Flüssiger Sonnenschein

    Wenn am Morgen eines Drehtags der erste Blick aus dem Fenster Regen zeigt, weiß in einem anständigen Filmteam jeder genau, was er zu tun hat: Der Macher vor der Kamera ärgert sich, weil er völlig umsonst Texte gelernt hat, der Aufnahmeleiter startet eine Telefonorgie, um neue Termine auszuhandeln, der Produzent rechnet schwitzend nach, ob ein weiterer verlorener Tag im Budget überhaupt zu verkraften ist, und das Team steigt zufrieden zurück ins Bett.

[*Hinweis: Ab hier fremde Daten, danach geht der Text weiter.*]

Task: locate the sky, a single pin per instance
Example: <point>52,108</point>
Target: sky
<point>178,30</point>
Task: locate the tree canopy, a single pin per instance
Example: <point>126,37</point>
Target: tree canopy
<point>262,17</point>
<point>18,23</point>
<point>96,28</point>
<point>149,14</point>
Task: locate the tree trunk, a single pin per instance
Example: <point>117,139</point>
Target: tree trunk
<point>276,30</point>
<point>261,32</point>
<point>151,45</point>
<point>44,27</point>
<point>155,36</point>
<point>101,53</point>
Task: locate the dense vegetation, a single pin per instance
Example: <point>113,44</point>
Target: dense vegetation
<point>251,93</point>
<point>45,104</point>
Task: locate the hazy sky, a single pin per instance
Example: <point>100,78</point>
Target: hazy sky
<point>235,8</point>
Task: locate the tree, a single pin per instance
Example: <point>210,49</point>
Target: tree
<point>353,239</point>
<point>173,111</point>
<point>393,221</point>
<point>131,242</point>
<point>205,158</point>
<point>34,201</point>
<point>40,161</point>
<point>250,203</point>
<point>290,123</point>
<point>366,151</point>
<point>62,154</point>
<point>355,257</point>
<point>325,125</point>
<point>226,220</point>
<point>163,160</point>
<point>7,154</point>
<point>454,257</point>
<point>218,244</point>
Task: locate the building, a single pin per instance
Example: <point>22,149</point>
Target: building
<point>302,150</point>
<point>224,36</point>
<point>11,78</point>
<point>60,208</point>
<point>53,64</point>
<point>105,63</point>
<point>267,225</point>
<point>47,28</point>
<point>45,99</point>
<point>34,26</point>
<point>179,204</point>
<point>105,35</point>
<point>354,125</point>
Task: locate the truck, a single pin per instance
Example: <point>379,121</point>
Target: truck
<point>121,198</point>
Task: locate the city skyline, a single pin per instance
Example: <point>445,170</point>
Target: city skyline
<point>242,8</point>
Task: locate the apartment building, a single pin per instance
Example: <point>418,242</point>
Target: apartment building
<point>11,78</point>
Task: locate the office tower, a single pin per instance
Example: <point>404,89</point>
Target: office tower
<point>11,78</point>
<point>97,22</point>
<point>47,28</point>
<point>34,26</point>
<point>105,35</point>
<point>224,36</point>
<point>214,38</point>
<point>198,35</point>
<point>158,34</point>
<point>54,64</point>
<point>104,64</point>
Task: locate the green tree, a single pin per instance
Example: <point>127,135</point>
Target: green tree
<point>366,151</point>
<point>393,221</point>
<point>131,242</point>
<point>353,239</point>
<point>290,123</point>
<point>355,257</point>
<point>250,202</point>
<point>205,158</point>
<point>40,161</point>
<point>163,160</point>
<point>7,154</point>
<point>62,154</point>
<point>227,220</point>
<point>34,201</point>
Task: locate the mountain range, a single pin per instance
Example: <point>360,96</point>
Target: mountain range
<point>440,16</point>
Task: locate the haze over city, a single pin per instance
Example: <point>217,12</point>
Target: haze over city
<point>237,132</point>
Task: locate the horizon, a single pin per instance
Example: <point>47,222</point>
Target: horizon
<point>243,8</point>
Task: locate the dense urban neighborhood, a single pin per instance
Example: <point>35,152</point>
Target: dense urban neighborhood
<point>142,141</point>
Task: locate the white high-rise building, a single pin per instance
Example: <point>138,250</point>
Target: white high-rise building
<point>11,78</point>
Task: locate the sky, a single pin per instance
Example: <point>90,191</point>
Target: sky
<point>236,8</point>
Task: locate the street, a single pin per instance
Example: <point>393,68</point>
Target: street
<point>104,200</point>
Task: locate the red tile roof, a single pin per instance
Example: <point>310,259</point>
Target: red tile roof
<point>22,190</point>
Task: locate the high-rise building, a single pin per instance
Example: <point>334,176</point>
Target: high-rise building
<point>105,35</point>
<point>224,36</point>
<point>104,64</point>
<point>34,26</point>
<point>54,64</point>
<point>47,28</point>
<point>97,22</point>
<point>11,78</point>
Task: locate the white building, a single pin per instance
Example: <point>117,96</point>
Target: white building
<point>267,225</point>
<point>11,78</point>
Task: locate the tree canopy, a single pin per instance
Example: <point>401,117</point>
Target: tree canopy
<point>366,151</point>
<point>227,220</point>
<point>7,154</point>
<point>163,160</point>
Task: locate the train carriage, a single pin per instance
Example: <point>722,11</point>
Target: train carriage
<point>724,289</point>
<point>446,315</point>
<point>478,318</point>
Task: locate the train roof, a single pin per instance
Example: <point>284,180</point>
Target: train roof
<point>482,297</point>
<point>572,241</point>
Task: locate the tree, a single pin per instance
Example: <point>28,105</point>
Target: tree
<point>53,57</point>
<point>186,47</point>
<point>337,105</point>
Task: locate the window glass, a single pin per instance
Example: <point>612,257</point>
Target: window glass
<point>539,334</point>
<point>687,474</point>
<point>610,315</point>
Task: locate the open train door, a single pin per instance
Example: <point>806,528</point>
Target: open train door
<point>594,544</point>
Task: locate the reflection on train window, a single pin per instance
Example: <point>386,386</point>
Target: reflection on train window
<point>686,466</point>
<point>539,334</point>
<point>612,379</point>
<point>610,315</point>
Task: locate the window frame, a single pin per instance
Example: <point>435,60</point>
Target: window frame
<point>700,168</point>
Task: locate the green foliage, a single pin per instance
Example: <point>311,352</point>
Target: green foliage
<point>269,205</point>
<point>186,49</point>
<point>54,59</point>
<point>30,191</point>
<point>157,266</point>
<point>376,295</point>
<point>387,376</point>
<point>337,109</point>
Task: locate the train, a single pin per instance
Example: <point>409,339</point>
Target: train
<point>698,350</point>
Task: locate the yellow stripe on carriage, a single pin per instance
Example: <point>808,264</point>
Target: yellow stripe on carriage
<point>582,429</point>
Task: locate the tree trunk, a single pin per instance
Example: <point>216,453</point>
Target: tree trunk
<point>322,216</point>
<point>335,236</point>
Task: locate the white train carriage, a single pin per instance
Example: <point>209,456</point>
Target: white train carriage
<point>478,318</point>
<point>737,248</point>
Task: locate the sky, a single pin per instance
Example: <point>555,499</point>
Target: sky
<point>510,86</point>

    Anders in Honolulu. Hier regnet es zwar häufig, aber immer nur kurz und sanft, wie aus Sprühdüsen im Wintergarten, und nur selten länger als ein paar Minuten. »Flüssigen Sonnenschein« nennt man diesen zärtlichen Regen rund um die Hauptstadt, und den gibt es nur hier. Anderswo könnten die Gegensätze nicht größer sein. Allein die kleine Insel Oahu, an deren Südküste Honolulu liegt, hat mehrere Klimazonen, und insgesamt finden wir auf dem etwa 800 Kilometer umfassenden Bogen, auf dem die sieben Hauptinseln Hawaiis liegen, jede denkbare Variante der Feuchtigkeit, von extremer Trockenheit und lebensfeindlichen Mondlandschaften bis zum dichtesten Regenwald. So dicht, dass die Windseite des Mount Waialeaie, eines erloschenen Vulkans auf der Insel Kauai, als regenreichster Fleck der Erde gilt: Zwölf Meter jedes Jahr, ein Meter jeden Monat, und das heißt: Es regnet dort eigentlich immer, hinauf bis in den dritten Stock.
    Als wir dort drehten, regnete es natürlich nicht — wahrscheinlich hatten wir die einzige trockene Stunde des Jahres erwischt. Zum Glück war es auch die einzige Stunde, in der Wolpers beweisen konnte, dass er doch nicht ganz überflüssig ist: Vorsorglich hatte er im Hotel eine Gießkanne besorgt, kletterte damit auf einen Baum und begoss mich wie eine kostbare Blüte, damit es wie Regen aussah, als ich meinen wissenschaftlichen Kommentar über den Rekord-Niederschlag dieser Ecke in die Kamera sprach.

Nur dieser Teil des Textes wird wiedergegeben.